Themen für Abschlussarbeiten

Aktuelle Themen

Neuronale Netzwerke funktionieren in der Bildverarbeitung heutzutage so gut, dass es nahezu unmöglich ist mit anderen (klassischen) Methoden eine vergleichbare Performance zu erzielen. Trotz ihrer hohen Leistungsfähigkeit haben Neuronale Netze jedoch einen großen Nachteil: Sie sind rechenaufwändig, speicheraufwändig und brauchen sehr viele Daten. Klassische Methoden sind dagegen auf die gegebenen Probleme zugeschniten und kommen meistens ohne große Datenmengen aus.

Ziel dieser Arbeit ist es klassische Methoden mit Neuronalen Netzen zu kombinieren, um den Datenhunger, Speicherbedarf und Rechenbedarf dieser Netze zu verringern. Hierzu wird die Aufgabe der Semantischen Segmentierung betrachtet und die Ausgaben eines tiefen Segmentierungsnetzes sollen mit der Technik des Relaxation Labellings aufbereitet werden. Im Laufe der Arbeit sollen verschiedene Kombinationsmethoden der Techniken ausprobiert werden und die Ergebnisse müssen sauber verglichen werden. Des Weiteren lässt sich das Thema für interessierte Studenten auch in verschiedene Richtungen vertiefen.

Das Thema eignet sich zeitlich besonders für das Projektmodul oder eine Masterarbeit. Für motivierte Studenten kann das Thema aber auch im Rahmen des Forschungsmoduls oder der Bachelorarbeit durchgeführt werden.

Bei Interesse meldet euch bitte bei Daniel Kienzle.

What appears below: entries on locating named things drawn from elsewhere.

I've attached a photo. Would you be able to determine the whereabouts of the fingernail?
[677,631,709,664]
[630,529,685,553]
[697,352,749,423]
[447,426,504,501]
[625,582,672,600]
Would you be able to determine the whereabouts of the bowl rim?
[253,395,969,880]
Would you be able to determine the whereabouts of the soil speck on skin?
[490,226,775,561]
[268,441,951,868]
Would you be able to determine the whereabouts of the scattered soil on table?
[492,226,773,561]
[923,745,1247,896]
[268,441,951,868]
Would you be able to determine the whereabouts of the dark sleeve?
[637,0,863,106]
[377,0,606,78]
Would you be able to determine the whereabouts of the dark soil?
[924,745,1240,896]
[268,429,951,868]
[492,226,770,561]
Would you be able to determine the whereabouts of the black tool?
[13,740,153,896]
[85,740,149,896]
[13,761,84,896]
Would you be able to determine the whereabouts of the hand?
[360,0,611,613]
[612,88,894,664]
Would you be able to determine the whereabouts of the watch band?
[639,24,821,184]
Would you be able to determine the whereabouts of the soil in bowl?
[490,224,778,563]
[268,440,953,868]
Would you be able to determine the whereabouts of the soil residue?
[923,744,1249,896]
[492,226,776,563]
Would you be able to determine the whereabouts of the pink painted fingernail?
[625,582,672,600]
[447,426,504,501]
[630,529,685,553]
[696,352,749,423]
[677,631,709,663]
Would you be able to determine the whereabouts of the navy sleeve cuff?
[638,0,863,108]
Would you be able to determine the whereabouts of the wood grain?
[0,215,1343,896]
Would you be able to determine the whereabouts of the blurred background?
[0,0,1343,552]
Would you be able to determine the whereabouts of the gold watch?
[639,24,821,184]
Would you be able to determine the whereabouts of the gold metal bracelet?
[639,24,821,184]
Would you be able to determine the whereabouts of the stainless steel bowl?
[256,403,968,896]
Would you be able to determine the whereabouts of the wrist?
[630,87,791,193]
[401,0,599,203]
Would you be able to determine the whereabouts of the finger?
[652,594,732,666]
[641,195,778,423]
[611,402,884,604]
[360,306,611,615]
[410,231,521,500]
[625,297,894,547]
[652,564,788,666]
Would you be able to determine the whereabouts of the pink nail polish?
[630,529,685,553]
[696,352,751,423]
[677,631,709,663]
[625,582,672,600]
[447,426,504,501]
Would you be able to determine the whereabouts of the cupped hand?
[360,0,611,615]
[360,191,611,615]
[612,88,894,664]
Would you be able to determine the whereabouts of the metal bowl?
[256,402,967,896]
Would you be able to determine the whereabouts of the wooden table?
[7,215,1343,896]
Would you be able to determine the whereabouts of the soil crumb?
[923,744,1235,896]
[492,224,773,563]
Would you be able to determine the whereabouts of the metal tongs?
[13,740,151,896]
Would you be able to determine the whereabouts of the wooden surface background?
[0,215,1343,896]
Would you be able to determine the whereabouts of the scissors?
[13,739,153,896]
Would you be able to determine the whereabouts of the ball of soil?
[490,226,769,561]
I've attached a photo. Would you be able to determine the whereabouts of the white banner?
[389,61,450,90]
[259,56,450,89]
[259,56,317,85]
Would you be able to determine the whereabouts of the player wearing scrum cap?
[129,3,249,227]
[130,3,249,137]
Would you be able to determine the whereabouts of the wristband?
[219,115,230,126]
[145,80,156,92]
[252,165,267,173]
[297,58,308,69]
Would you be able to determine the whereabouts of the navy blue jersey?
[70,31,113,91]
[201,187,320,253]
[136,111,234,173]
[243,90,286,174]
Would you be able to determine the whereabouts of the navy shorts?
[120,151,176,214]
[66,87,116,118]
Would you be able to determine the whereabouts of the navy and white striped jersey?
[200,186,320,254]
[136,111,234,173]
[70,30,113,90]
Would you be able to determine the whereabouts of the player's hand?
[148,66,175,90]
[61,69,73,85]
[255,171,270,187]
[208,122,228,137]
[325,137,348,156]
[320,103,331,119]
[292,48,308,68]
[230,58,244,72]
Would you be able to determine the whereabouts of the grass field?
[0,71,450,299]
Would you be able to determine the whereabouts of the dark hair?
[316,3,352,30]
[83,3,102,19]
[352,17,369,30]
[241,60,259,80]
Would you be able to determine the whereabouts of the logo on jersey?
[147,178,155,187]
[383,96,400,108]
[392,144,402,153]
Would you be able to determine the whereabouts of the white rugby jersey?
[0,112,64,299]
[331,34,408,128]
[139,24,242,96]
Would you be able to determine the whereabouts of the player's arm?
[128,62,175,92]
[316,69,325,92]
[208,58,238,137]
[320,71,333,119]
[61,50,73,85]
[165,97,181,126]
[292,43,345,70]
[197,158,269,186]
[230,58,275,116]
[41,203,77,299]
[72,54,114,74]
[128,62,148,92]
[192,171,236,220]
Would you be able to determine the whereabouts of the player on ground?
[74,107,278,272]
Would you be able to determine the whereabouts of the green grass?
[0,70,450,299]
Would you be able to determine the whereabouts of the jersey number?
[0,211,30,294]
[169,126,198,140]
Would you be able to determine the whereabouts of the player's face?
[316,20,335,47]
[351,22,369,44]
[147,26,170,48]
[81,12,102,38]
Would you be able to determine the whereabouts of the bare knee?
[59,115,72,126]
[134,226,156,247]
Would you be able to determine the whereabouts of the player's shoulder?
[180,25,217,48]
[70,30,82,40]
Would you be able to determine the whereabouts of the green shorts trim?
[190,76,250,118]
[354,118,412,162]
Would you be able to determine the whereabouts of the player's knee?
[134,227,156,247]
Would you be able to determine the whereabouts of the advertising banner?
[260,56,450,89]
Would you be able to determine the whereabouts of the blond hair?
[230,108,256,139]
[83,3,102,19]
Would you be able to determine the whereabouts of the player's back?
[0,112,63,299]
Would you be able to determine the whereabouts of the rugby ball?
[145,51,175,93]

Für lange Zeit wurden in der Bildverarbeitung ausschließlich Faltungsnetze eingesetzt, jedoch werden sie in letzter Zeit immer häufiger durch die Transformerarchitektur ersetzt oder mit ihr kombiniert. Ein großer Vorteil der Transformerarchitektur ist, dass sie sehr flexibel einsetzbar ist. Diese Flexibilität soll in dieser Arbeit ausgenutzt werden.

Wird ein Neuronales Netz auf einen Datensatz trainiert, so ist es anschließend in der Lage ausschließlich für die Klassen aus diesem Datensatz Vorhersagen zu Treffen. Möchte man weitere Klassen hinzunehmen, muss man das Netzwerk aufwändig auf alle Daten neu trainieren. Sind die alten Daten nicht mehr vorhanden, stößt man außerdem auf das Problem des "Catastrophic Forgetting", das Netzwerk liefert also auf die alten Daten nicht mehr so gute Ergebnisse. In dieser Arbeit soll die Flexibilität der Transformerarchitektur ausgenutzt werden um diesen Problemen in der Aufgabe der Semantischen Segmentierung entgegen zu wirken. Dadurch wird einerseits das "Catastrophic Forgetting" verhindert, andererseits wird ermöglicht neue Klassen zu lernen ohne das komplette Netzwerk neu trainieren zu müssen.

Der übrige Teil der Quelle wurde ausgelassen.